A bright breezy day at the South Carolina practice fields turned cloudy, and it had nothing to do with the weather.
Steve Spurrier confirmed on Thursday that USC has received a letter of inquiry from the NCAA, which is beginning an investigation into the football program. Although the coach seemed flippant and unconcerned with the process on Thursday, the sport's governing body will be further probing the issues that have risen over the past two months, as well as anything else that may be discovered.
"At this time, the possible violations primarily involve the matters that the institution and the enforcement staff are reviewing in the football program," reads a paragraph in the letter, which was distributed by USC sports information. "However, please note that new information often is developed during an investigation that leads to expanded inquiries. In the event such information is developed, you will be kept informed."
The letter also says that it is the enforcement staff's intent to conclude the investigation by the end of the calendar year.
"I'm concerned about trying to do whatever I can to help our team beat Georgia, that's what I'm concerned about and that's all our players are concerned about right now," Spurrier said.
The investigation into the actions of tight end Weslye Saunders and his possible dealings with a sports agent during a trip to Florida began the process. When it was discovered that Saunders was living at The Whitney hotel along with nine other players, the investigation began to snowball.
Saunders has been suspended since Aug. 23 but eight of the other nine were cleared of their Whitney involvement minutes before last week's season-opening win over Southern Miss. The remaining one, left tackle Jarriel King, was still ineligible on Thursday although he was at practice.

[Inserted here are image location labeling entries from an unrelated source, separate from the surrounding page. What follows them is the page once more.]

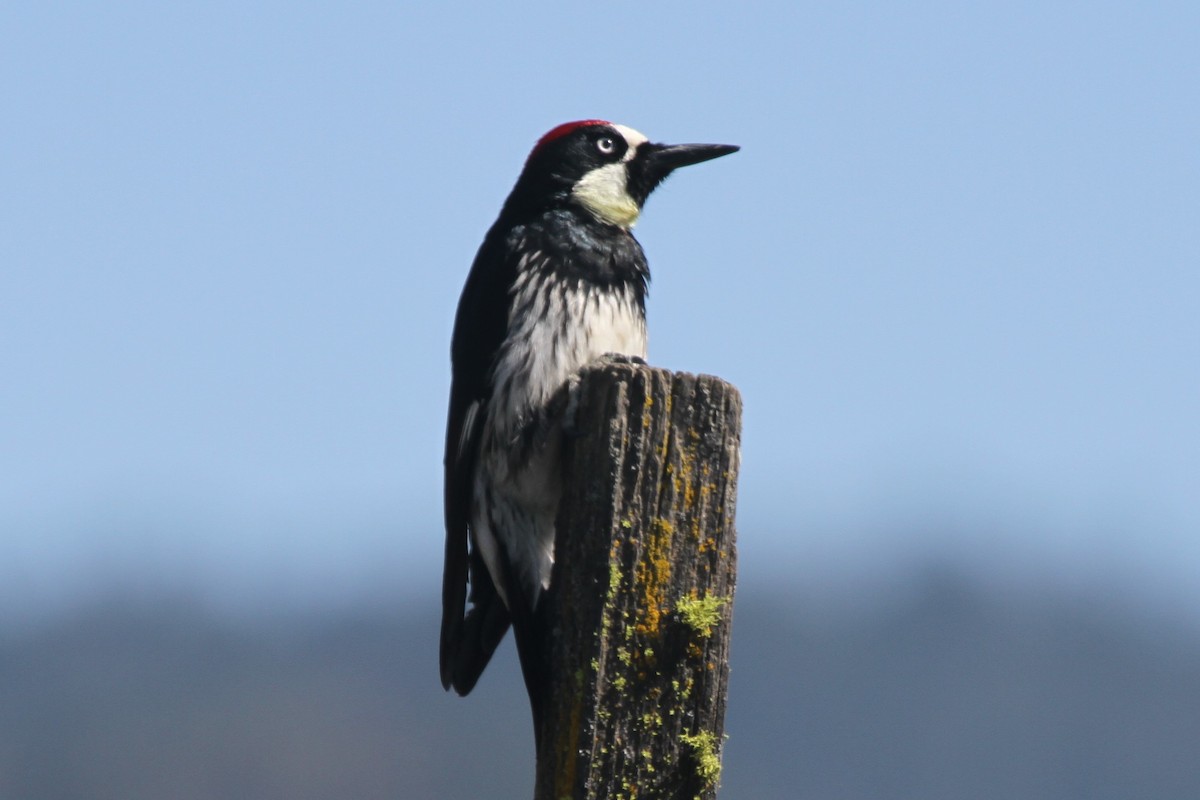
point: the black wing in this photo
(469, 637)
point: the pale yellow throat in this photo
(604, 193)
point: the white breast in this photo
(555, 330)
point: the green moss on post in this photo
(640, 605)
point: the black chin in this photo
(654, 162)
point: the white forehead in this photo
(633, 138)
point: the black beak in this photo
(654, 162)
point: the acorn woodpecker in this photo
(558, 282)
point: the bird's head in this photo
(607, 169)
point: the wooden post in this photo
(641, 597)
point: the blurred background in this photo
(953, 271)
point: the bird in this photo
(558, 282)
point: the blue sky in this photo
(953, 270)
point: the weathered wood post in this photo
(641, 597)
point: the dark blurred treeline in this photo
(942, 690)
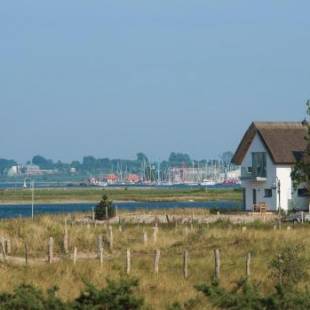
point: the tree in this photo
(105, 209)
(301, 170)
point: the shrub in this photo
(104, 210)
(27, 297)
(117, 295)
(289, 267)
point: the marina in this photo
(24, 210)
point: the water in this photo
(24, 210)
(63, 184)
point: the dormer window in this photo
(259, 164)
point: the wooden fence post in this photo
(156, 261)
(66, 238)
(99, 245)
(248, 265)
(8, 246)
(144, 237)
(217, 264)
(111, 237)
(185, 264)
(74, 255)
(155, 228)
(186, 231)
(3, 248)
(128, 262)
(93, 214)
(26, 253)
(50, 249)
(101, 256)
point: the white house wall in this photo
(258, 146)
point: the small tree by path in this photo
(105, 209)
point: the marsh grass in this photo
(55, 195)
(259, 238)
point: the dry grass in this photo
(259, 239)
(54, 195)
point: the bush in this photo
(116, 295)
(105, 209)
(289, 267)
(27, 297)
(288, 270)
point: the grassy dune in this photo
(260, 239)
(91, 195)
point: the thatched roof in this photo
(282, 140)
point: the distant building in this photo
(33, 170)
(133, 178)
(111, 178)
(14, 171)
(267, 154)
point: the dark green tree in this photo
(301, 170)
(105, 209)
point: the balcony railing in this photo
(253, 173)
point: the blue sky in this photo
(112, 78)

Another issue involving cornerback Chris Culliver also reared before the USM game, involving an insurance policy that covers him in case of injury. The questions of who paid for it had not been resolved as of Thursday night either, although Culliver was also at practice.
Spurrier said there is no update on the status of the two for this week's game hosting No. 22 Georgia, so the resolution may come down to another game-time decision. As for Saunders, he did not practice, but he was spotted leaving the practice field on Thursday, around 20 minutes before the conclusion, in street clothes. It is not known what Saunders was doing at practice.

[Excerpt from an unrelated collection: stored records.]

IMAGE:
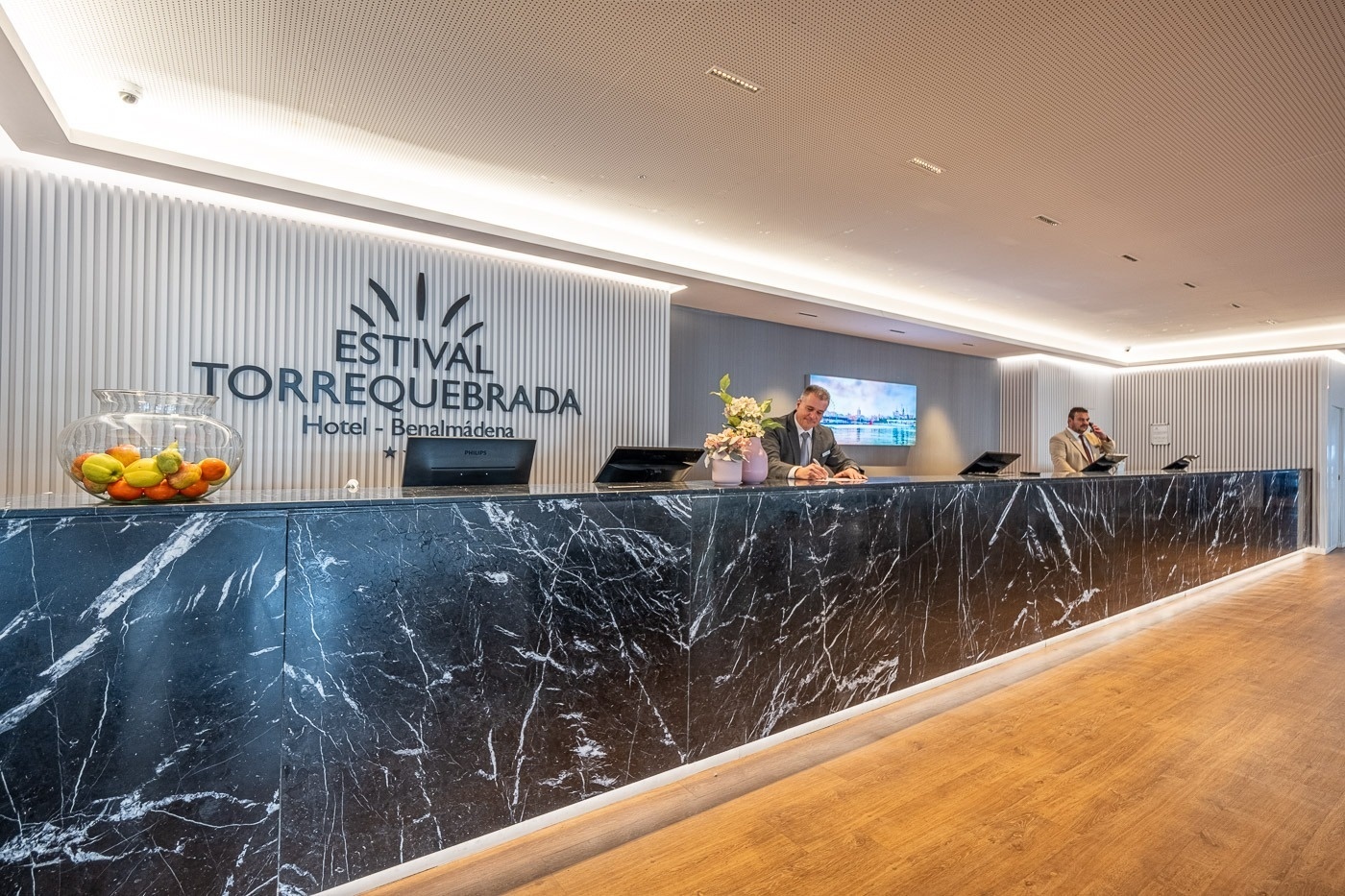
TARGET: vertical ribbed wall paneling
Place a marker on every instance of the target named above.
(1036, 397)
(1018, 413)
(1246, 415)
(107, 287)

The NCAA investigation will look at two factors of USC's program -- player eligibility and whether or not the school is responsible. So while the players in question may still be cleared for the Georgia game or future games, that doesn't mean the investigation will be concluded.

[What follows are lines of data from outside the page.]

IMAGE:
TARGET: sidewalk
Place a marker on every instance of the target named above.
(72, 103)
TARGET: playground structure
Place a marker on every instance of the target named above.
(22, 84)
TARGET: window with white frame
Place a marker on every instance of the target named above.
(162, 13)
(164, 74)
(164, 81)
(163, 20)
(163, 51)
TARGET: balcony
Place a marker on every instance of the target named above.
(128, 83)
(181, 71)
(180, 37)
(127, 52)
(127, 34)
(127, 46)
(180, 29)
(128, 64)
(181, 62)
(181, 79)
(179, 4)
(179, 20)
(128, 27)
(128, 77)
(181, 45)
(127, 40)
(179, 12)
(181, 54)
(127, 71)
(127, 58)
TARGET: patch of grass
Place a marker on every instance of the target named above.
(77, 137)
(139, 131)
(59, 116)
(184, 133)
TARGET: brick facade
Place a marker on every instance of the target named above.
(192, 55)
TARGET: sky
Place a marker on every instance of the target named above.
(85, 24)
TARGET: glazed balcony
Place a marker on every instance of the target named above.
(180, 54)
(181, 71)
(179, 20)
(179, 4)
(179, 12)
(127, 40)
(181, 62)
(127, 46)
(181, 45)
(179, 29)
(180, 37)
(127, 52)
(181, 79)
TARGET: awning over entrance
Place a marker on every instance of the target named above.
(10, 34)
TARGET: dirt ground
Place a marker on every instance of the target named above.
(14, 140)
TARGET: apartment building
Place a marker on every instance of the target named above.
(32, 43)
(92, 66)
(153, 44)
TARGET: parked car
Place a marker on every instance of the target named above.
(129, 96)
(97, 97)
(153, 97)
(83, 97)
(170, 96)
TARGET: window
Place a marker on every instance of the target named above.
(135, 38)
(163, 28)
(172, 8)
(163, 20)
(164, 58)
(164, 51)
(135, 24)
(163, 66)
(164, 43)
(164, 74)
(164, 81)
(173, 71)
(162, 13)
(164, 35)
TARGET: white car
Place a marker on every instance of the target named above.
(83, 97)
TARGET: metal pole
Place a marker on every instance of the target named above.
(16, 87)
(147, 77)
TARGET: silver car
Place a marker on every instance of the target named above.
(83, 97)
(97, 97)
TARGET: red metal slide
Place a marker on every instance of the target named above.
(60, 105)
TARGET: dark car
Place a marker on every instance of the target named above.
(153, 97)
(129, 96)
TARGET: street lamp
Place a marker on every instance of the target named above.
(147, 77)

The letter, addressed to USC President Harris Pastides, was postmarked as received on Thursday. It informs the president that the NCAA has begun an investigation, that the organization will report its findings to USC every six months and advises all parties involved with the case to remain quiet except for consultation with the NCAA and/or legal counsel.
It also says that USC may request a meeting to discuss the decision of why the NCAA feels the need to investigate, but considering that institutional representatives are already very familiar with the case due to the past two months, a potential meeting seems unnecessary at this time.
"I assure our fans and community that we will do what is right for the university," Pastides said in a statement that was also distributed by USC sports information. "Winning and playing by the rules go hand in hand. We will continue to cooperate with the NCAA investigation as we have in the past regarding possible rules violations. While we are working in full cooperation with the NCAA, our expectations have always been that our student-athletes and staff maintain highest NCAA standards."
While Spurrier has never been implicated in an NCAA probe, it is the second time he has had to deal with an NCAA investigation into USC's program. When he took the job in November 2004, USC was already embroiled in a nearly three-year investigation of the program under predecessor Lou Holtz. The Gamecocks never received an official letter of inquiry during that investigation, instead proposing self-punishment to the NCAA for its actions.
USC submitted penalties of two years of probation, the loss of 12 recruiting visits and four scholarships over two years. The NCAA agreed with the punishment, although it extended the probationary period to three years.
The Gamecocks began the season with high expectations and walloped USM 41-13 despite the clearance question lasting almost until kickoff. USC was honored with a No. 24 national ranking on Tuesday.
As the NCAA investigation has hovered, players have said they have not thought about it, that off-the-field issues do not affect their preparation. No players were available on Thursday to discuss the latest development.
Spurrier, who had to leave for his radio call-in show, approached the subject the same way as he did questions about his starting running backs. He didn't shy away from it and answered what he knew.
The coach previously said he would abide by whatever punishment the NCAA deems fit, with no appeal. On Thursday, he was only concerned with Georgia.
"We'll find out Saturday if we can block these guys," Spurrier said. "They're good, fast quick, good linebackers and all that. It'll be a good challenge.
"We'll see what happens here at high noon Saturday."
NOTES: Defensive head Ellis Johnson confirmed that starting spur Antonio Allen (hamstring) would dress for Georgia, but would only be an emergency option. Damario Jeffery will start while Blake Baxley and potentially Dion LeCorn will back him up. "If Jeffery doesn't get hurt, he'll probably play 65 snaps again, I guess," Johnson said. ... Ladi Ajiboye will play, although he probably won't start, with his left hand in a cast. Thursday was the first day Ajiboye had his fingers sticking out of the cast.